Has the China-led explosion of manufacturing in the developing world quashed Australia’s hopes for a thriving manufactures export industry? Does the strengthening Aussie dollar signal even tougher times ahead?

Active ImageA new survey by the Australian Industry Group and PricewaterhouseCoopers shows that recent rises in the Australian dollar exchange rate have created ‘a significant headwind’ with more than one in 10 manufacturing exporters describing it as a major constraint on production.

"The short-term forecast for exports is the lowest since the September 2005 quarter and stands at a level that is typically followed by outright declines," says Australian Industry Group chief executive, Heather Ridout.

This gloomy outlook contrasts starkly with the survey’s view of domestic production with manufacturing activity rising in four straight quarters, driven by solid domestic demand and economic growth.

Where does this leave Australia’s exporters of manufactures? Depending on who you talk to, they could be dangling over an economic precipise, succeeding comfortably in new, specialised market sectors, or establishing production plants on the other side of the world.

Ben Ford, senior economist at export finance specialists, EFIC, won’t hear a word of doomsaying about manufactured exports. He says the reality is that news of their death has been greatly exaggerated. "There’s quite a lot of good news about," he says.

"The sector has undergone a fair amount of change and restructuring but, effectively, what has occurred is a shake-out. Manufacturers have adapted to new circumstances, re-orienting to produce higher end products, such as medical and scientific equipment, and they’ve produced some world leaders. Export data suggests our manufacturing sector is far from uncompetitive globally."

In 2006, Australia’s ETM exports grew by 5.2 percent to $27.4 billion. Simply transformed manufactures (mainly metals) were up 32 percent to $14.6 billion.

Dr John Edwards, chief economist at HSBC Australia, has written a report called ‘Export Weakness, Investment Strength’ for the Committee for the Development of Australia (CEDA), pointing out that volumes of Australia’s manufactured exports have actually risen faster than the average for all goods in the past six years.

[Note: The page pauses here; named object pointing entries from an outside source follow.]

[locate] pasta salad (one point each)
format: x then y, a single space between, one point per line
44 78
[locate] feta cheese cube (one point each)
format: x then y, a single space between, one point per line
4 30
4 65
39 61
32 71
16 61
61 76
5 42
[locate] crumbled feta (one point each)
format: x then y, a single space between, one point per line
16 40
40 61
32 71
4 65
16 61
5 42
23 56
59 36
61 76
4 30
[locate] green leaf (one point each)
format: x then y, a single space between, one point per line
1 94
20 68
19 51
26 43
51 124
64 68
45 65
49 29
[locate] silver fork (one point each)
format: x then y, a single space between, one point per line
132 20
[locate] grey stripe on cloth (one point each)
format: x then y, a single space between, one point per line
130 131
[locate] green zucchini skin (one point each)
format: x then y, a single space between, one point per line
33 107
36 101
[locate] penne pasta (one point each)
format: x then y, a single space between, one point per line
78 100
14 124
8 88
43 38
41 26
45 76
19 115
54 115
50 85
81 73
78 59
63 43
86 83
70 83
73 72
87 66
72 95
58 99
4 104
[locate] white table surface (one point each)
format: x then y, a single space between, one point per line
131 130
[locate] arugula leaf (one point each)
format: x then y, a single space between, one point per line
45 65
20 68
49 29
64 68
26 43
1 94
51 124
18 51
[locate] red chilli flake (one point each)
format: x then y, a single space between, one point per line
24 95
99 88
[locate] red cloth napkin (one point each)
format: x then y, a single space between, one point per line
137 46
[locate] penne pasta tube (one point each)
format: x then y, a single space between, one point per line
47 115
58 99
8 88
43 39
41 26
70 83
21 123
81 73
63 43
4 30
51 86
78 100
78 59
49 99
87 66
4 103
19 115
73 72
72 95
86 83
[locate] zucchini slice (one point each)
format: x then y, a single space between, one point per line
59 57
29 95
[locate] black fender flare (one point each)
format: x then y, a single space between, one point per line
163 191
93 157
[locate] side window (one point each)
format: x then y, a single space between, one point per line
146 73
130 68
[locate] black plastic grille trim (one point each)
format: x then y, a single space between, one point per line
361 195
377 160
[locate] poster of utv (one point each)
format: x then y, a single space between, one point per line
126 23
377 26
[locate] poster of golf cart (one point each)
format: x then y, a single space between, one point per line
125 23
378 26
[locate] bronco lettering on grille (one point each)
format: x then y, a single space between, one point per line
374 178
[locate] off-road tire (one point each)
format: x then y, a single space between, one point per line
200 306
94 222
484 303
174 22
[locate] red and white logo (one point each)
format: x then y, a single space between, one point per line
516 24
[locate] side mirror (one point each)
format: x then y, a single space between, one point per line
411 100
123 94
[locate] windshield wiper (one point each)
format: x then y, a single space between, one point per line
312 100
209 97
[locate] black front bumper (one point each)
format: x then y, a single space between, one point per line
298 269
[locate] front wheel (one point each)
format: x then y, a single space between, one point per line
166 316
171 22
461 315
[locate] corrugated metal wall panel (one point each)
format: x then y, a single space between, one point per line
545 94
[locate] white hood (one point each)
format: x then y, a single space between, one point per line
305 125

At the same time—and this is where it gets really interesting—direct investment abroad by Australian investors has almost caught up with foreign direct investment in Australia, giving us a long-term stake in the management of a raft of overseas operations.

CEDA’s director of policy and communications, David Walker, says it will not be long before Australian business assets abroad exceed foreign business assets in Australia. The value of Australian direct investment in the United States already exceeds the value of American direct investment in Australia.

"We don’t yet fully understand what’s driving the strong move into direct foreign investments—mainly into the United States, Britain, and New Zealand—but, in quite a short space of time, we have pretty much closed the gap between what they own of us and what we own of them," he explains. "Some of it is related to the fact that if you are going to expand your trade overseas you will typically need a locally-based supplier to handle the trade."

Ford adds that manufactures at present represent some 30 percent of all Australian exports by value—double what it was in the so-called ‘halcyon’ days of the 1950s and early 1960s. "At EFIC we think things are looking pretty good for capital intensive product manufacturers employing teams of expert staff and producing specialist products in ABS export categories like building materials, medical technology, banking, insurance, shopping mall development, inorganic chemicals, pharmaceuticals, fertilisers, plastics, chemicals, metals manufactures, power-generating equipment, general industrial machinery and equipment, electrical equipment, and professional, scientific and controlling instruments. Wine is another high value-added product, not included in the manufacturing totals, that has done well.